If DH wants to give in to short notice demands when they can be bothered to see him he can sort them out, not use you as a catering service.

They don't treat you with respect, have little contact with your DH and when they do make last minute demands and sulk if you don't play along? I wouldn't be making the effort to facilitate anything, if they care about your DH and DC they can go through him. Cut the wifework off.

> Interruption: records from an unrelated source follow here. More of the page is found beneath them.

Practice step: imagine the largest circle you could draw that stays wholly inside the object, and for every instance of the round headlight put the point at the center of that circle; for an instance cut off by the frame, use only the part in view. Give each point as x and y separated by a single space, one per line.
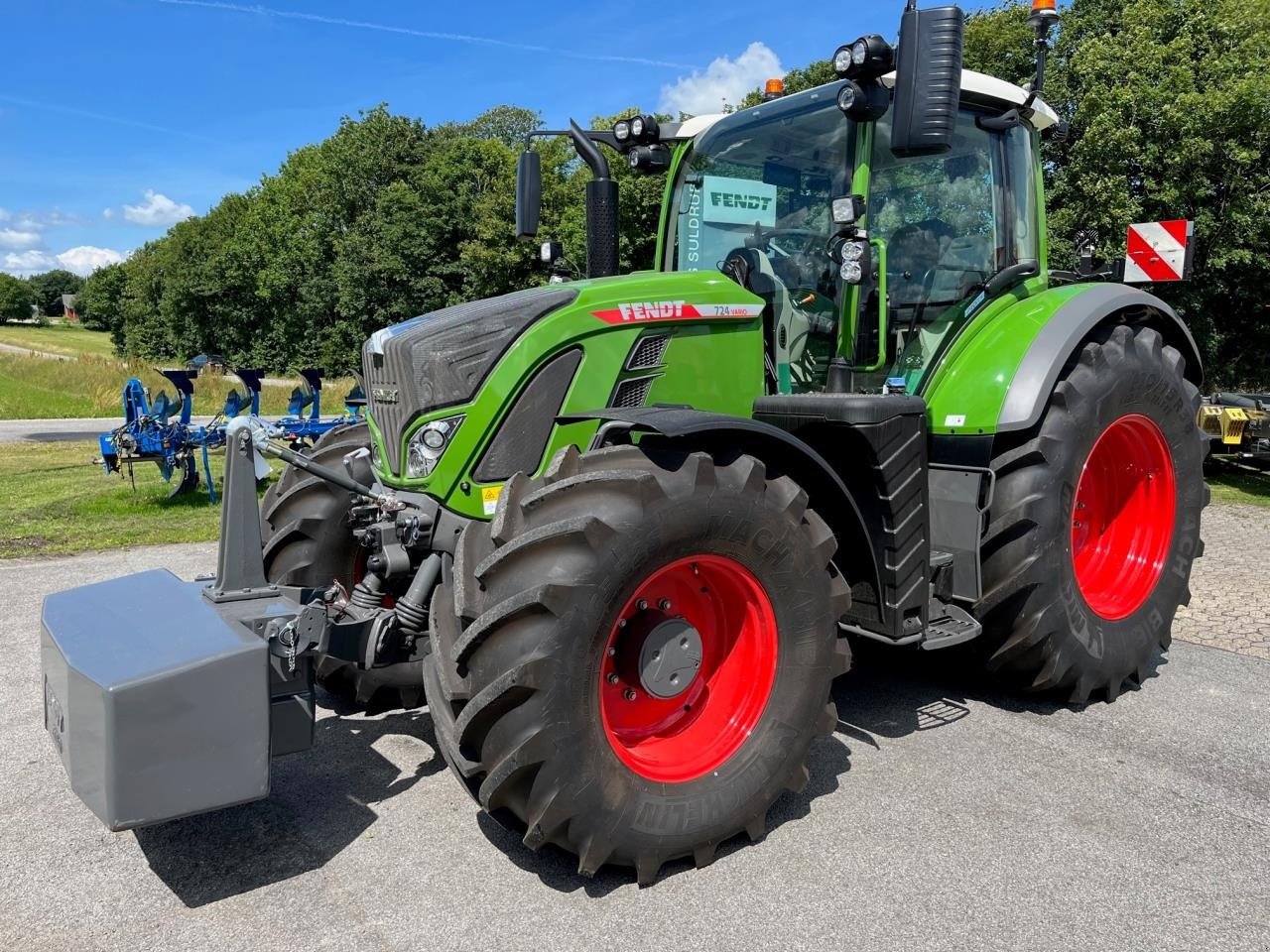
852 252
842 60
847 96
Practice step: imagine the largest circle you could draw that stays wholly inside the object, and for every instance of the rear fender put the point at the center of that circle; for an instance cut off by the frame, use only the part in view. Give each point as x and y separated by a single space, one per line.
1071 325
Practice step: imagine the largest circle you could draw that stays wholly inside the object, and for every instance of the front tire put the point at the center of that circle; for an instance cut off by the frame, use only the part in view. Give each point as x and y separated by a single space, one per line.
308 542
1095 524
544 682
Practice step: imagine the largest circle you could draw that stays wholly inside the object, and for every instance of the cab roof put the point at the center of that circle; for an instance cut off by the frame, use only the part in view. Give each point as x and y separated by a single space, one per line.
976 84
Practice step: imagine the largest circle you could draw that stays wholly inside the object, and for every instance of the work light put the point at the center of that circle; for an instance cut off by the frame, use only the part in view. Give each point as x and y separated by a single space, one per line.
869 58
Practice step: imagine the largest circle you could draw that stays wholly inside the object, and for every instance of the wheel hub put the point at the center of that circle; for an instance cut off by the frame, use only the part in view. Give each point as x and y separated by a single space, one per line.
1123 517
689 666
670 658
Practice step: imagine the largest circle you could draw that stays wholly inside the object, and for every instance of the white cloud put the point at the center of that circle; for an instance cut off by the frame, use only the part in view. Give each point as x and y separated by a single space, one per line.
724 81
28 263
157 209
18 239
86 259
82 261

Astronaut8 · 06/05/2021 19:53

If you don’t want to be there don’t be there but you can’t deny his parents coming.
Regardless of their relationship.

Bumblebee1980a · 06/05/2021 20:16

I think you're being totally unreasonable. If my other half told me I couldn't invite my parents round I'd seriously reassess our relationship.

His parents. Up to him.

KarmaStar · 06/05/2021 20:17

This is more about your relationship with your dh than a lunch date

Gogetsalife · 06/05/2021 20:24

This reply has been deleted

This has been deleted by MNHQ for breaking our Talk Guidelines.

OloBo · 07/05/2021 03:48

YANBu. We’re sticking to the rules, so in your shoes, I’d happily have them in a couple of weeks but not before. Presumably, you’ve both agreed you’re sticking to the rules. If he wanted to go to their house alone it would be different, but by inviting them in, he’s forcing you to break the rules too. That’s just as dictatorial as many have accused you of.

Yes, it’s been a year, but through their collective choice. This isn’t a family who’ve been desperate to see each other and it’s their first chance. We’ve had big birthday celebrations we’ve had to postpone for over a year, celebrating a couple of weeks late is no big deal.

SatyajitRayFan · 07/05/2021 05:00

@Bluntness100

I don’t really understand how this works, why you’re the boss and he needs to obey? He can invite his parents to his own home, hopefully with your agreement, if not you can just leave, what you don’t get to do is tell him no. He’s not your child.
Completely agree. Couldn't have put it better.
Stopsnowing · 07/05/2021 05:18

It is not about you and stop trying to control things. Don’t offer to do it properly later. Leave the house and leave him to it!